本物だと疑いの目が消えた和成を見て、健吾達は安堵する。
(これで、株式は俺達のものだ……!)
だが、葉山だけは、ひどく焦燥した顔で健吾達を見ている。
¥
金持ちの代名詞と言われるポルシェに乗り、健吾達が案内された先は、とある国立総合病院。
「仁美に会ってくれ、多分もう先は長くはない……」
和成はそう言いい、健吾達を車に乗せて、この病院の個室に案内する。
(金持ちはこんな凄い所で治療を受けられるのだが、俺達ホームレスとかの底辺の人達は、満足に治療を受けられずに死んでいくのか、だが、これから会う仁美とかいうブスは助からないんだ、金持ちも貧乏人にも平等に死はやってくるのだな……それよか、君島さんは大丈夫なのだろうか?ピロリ菌とかに掛かって、二週間ぐらい入院すると言っていたのだが、こんなブスどうでもいいや……)

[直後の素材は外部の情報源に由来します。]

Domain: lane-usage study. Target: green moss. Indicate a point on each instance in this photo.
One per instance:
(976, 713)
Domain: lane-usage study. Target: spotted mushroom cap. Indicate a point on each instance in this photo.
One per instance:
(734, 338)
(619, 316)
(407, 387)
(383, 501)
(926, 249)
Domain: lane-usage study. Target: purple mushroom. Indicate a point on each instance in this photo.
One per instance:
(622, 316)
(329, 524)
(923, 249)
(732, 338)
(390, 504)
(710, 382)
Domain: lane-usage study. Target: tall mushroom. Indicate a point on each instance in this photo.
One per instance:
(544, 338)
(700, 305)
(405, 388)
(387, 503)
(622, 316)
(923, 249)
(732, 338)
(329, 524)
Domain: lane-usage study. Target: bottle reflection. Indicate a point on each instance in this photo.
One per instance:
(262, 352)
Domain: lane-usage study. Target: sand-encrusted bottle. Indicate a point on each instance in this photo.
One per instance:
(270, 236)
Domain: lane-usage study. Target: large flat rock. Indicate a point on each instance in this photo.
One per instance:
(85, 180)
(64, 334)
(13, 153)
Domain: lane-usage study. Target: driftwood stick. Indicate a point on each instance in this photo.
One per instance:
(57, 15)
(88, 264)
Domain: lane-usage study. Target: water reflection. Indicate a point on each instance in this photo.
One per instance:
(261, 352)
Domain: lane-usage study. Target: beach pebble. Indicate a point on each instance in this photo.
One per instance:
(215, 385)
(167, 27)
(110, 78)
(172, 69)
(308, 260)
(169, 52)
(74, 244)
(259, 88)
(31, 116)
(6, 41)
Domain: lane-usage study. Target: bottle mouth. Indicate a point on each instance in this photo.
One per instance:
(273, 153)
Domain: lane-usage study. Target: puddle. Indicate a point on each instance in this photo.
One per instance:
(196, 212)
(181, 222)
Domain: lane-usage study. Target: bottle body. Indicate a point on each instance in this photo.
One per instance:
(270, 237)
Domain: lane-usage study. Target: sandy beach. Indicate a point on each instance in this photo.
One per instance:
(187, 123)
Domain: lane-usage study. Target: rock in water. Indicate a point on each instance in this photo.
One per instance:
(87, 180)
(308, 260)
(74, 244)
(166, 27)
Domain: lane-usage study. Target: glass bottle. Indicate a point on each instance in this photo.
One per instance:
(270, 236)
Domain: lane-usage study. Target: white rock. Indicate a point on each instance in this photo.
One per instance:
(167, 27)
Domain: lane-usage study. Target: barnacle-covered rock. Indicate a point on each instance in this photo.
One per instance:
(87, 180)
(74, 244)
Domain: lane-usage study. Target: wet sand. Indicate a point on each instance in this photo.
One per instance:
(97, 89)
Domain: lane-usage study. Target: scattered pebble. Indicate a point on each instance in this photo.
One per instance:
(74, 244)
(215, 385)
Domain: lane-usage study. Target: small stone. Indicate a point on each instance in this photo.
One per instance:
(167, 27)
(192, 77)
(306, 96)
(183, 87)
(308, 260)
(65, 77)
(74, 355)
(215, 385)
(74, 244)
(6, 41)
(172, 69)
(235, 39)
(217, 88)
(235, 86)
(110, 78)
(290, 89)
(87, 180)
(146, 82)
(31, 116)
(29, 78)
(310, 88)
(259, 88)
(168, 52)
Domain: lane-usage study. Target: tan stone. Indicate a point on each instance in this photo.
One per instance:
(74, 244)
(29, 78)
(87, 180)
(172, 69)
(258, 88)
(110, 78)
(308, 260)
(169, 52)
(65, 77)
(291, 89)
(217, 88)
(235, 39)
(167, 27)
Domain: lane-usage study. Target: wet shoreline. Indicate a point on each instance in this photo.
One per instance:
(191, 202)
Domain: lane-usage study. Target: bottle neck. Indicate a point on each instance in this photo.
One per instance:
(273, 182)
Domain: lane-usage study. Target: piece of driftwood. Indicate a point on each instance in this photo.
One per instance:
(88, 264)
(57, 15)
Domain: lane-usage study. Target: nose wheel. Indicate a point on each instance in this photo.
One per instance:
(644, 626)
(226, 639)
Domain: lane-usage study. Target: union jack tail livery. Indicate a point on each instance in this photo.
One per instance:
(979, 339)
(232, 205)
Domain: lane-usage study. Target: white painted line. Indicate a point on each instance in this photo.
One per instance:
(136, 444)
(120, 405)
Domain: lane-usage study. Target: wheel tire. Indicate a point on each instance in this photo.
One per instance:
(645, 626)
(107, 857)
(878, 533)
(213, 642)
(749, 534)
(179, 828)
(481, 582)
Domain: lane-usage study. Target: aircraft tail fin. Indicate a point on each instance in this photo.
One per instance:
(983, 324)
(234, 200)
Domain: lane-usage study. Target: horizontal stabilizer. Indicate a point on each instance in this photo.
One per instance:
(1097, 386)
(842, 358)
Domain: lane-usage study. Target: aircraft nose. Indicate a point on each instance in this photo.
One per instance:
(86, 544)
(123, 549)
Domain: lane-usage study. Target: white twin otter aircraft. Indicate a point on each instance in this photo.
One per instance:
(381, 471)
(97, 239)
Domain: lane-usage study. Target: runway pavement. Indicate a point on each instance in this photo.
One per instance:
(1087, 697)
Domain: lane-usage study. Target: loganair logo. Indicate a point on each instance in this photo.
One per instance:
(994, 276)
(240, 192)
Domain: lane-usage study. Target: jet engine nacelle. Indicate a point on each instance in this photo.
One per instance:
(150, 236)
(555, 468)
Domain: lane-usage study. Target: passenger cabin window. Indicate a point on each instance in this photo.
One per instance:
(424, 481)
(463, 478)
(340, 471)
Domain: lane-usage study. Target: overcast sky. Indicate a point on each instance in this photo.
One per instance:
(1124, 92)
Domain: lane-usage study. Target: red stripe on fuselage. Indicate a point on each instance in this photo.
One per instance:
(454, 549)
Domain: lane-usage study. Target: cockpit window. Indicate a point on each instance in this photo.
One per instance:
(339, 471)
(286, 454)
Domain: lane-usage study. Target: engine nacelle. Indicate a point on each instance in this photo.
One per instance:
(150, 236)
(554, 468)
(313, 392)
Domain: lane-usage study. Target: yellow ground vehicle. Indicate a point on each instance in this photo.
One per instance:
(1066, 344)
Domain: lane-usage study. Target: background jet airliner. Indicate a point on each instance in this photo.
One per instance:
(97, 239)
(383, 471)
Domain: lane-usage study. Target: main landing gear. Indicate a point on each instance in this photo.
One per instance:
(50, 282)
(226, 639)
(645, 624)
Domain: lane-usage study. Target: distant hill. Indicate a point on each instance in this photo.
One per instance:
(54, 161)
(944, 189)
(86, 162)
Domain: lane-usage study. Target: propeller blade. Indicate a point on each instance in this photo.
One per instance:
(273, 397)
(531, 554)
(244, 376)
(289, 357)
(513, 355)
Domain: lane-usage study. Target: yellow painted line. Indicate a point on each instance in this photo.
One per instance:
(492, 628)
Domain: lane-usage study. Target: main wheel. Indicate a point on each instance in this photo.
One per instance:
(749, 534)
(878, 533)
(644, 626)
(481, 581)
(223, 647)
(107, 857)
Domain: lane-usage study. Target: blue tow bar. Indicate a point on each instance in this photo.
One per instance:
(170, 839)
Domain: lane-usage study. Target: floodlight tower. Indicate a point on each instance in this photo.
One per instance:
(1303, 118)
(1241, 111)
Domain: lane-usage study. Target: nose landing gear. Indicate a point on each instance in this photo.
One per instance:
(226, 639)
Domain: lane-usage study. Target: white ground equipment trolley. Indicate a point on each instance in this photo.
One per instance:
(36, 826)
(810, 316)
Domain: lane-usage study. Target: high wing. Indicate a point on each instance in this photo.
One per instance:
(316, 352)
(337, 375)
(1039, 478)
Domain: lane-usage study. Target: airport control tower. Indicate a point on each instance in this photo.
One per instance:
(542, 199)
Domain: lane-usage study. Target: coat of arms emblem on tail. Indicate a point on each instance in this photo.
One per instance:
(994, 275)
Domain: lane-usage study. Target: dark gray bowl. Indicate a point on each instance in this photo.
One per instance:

仁美の入院する病室に入った途端、健吾は酷い吐き気のようなものに襲われる。
そこには、抗癌剤の影響で髪の毛が抜け落ちて禿げ上がり、蛍光灯の明かりが頭に反射して、壁に光があたり、数学の関数グラフを彷彿とさせる心電図、シューシューと不気味なリズムを刻む酸素呼吸器のつけられた、人とはいえない、ただ生かされているだけのたんぱく質と脂肪の塊がそこにはある。
「仁美、勇気君が来たぞ……」
仁美は、虚ろな目で健吾を見やり、何かを言いたそうな目をしており、思わず健吾は仁美の手を握る。
仁美の手は、木の幹を触っているかのように、角質がボロボロと崩れ落ちていき、悲しいまでに冷たい感触が健吾の手に伝わってくる。
「う……」
仁美の目からは、一筋の涙が流れ落ちた。
「一色、株式はお前にやろう、馬力鉄鋼を頼む……!」
和成はそう言い、仁美の手を握りしめる。